RE: Watchlist - Investor method
(2013-12-12, 12:31 AM)Tryst Wrote: I think this is the stage that I am most interested in, the ones that are basing, making the stage 1's. Then we can just just watch and draw the pivotal points and wait for them to break and move to a stage 2/A.
Do you have any filters/rules for identifying basing stage 1 sectors/equities?
I began that way as well, but something that I've realised more of recently is that I was ignoring the point about only trading the strongest and weakest stocks and sectors and was focusing too much on just looking for Stage 2A breakouts.

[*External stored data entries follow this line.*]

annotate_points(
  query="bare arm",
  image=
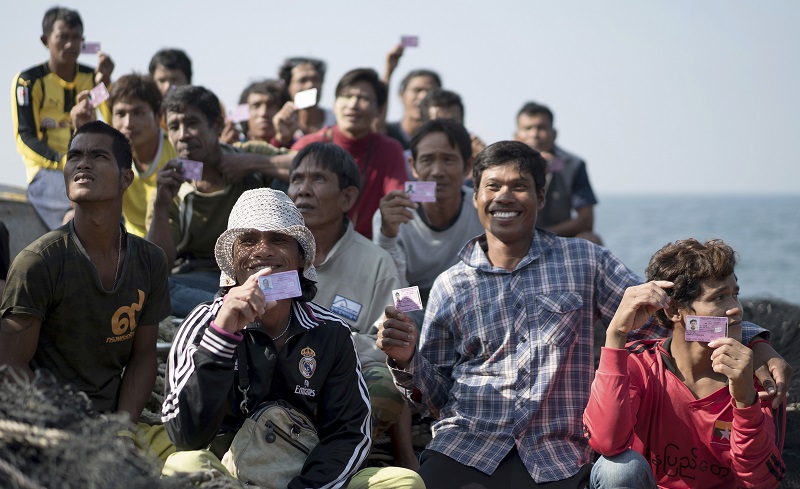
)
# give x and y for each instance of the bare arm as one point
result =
(140, 372)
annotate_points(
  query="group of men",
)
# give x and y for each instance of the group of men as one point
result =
(501, 355)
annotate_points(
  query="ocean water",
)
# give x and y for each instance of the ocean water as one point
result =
(764, 231)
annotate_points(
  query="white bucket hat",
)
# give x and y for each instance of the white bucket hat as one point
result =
(264, 209)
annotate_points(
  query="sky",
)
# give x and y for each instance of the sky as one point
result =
(670, 97)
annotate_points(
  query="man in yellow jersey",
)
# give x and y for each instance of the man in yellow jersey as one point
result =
(42, 97)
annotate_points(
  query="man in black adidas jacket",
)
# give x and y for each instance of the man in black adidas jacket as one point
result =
(295, 350)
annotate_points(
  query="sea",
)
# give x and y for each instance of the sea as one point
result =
(763, 230)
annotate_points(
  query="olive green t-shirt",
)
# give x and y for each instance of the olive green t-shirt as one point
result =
(87, 332)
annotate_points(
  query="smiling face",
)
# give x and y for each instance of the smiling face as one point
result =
(507, 203)
(256, 250)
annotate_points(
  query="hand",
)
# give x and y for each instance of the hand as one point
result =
(773, 373)
(82, 112)
(735, 361)
(397, 337)
(243, 305)
(394, 208)
(105, 66)
(286, 124)
(637, 305)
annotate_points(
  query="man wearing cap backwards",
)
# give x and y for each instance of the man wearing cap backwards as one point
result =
(266, 234)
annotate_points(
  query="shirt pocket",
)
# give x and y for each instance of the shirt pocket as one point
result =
(559, 317)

Stage 2A is the ideal time for investors to buy a stock, but it also needs to coincide with the market moving into Stage 1 / early Stage 2 in order to get the best results - i.e. late 2011 was the last example of that opportunity. So you should do less Stage 2A buying when the broad market has been in a long Stage 2 advance like currently and focus more on significant continuation moves and only a few A+ looking Stage 2A breakouts with all the key requirements of the method. As as a broad market Stage 2 advance continues, the focus on quality of your picks becomes more important.
isatrader
Fate does not always let you fix the tuition fee. She delivers the educational wallop and presents her own bill - Reminiscences of a Stock Operator.
Fate does not always let you fix the tuition fee. She delivers the educational wallop and presents her own bill - Reminiscences of a Stock Operator.